Please enjoy these blogposts, written between 2011 and 2015. Another blog is on the way.

Saturday, June 14, 2014

#1: The Menace of Christian Hope

I've been gone. This is what I've been thinking about.

In the Protestant churches I’ve frequented, all falling into the category of "progressive," hope is a litmus test. You must have it. I would go so far as to say that in these churches the Ten Commandments are really eleven. The last is thou shalt not fail to hope.

"That's what they want, for us to lose hope," the widow of a famous left-leaning theologian once said to me--they meaning the oppressors of the world, the powers and principalities. "If we give up hope, they win."

If you "come out" in these churches as lacking hope, your fellow congregants will greet you with pitying smiles.

In a sermon I heard just a few weeks ago, the preacher insisted that every generation has feared that the world was about to end, yet it never has.

I don’t see the connection between the world not having ended so far and what is happening to the planet now, which ever more plainly points to its becoming uninhabitable for our species--and many others species--soon.

We will have to face the water flowing into our towns and cities, the beginning of great die-offs, the vegetables we have conscientiously planted expiring in the heat whether we hope or not. Not hoping may allow us to face these things with less confusion, to return to the stardust we came from in peace. Not hoping may allow us to discover what is sacred in our one and only life, the one we’re living right now.

According to the Pew Forum, seventy-eight percent of the American public identifies itself as Christian. Perhaps half (my estimate) anticipate a Second Coming. Some are even trying to hurry it along, supporting Israel’s militant wing, for example, in the belief that it may initiate the Battle of Armageddon.

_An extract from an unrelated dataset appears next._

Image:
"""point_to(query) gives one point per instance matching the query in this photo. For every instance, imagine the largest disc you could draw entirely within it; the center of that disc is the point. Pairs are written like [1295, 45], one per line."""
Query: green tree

Counting on a “new heaven and new earth” (Rev. 20:1), they see little reason to cherish the earth they live on now. Why address the danger, why try to mitigate it, when the cavalry is coming to whisk them away? Hope for a better world thus becomes denial that this troubled world is even important.

On the most basic level, why face any unpleasantness on the ground if one is sure that another, eternal life awaits in the sky?

Even progressive Christians, who read the Bible less literally, find it impossible to believe that their god of love could allow humanity and its fellow creatures to perish. Not to believe in hope is for them not to believe in God, or really, in anything at all.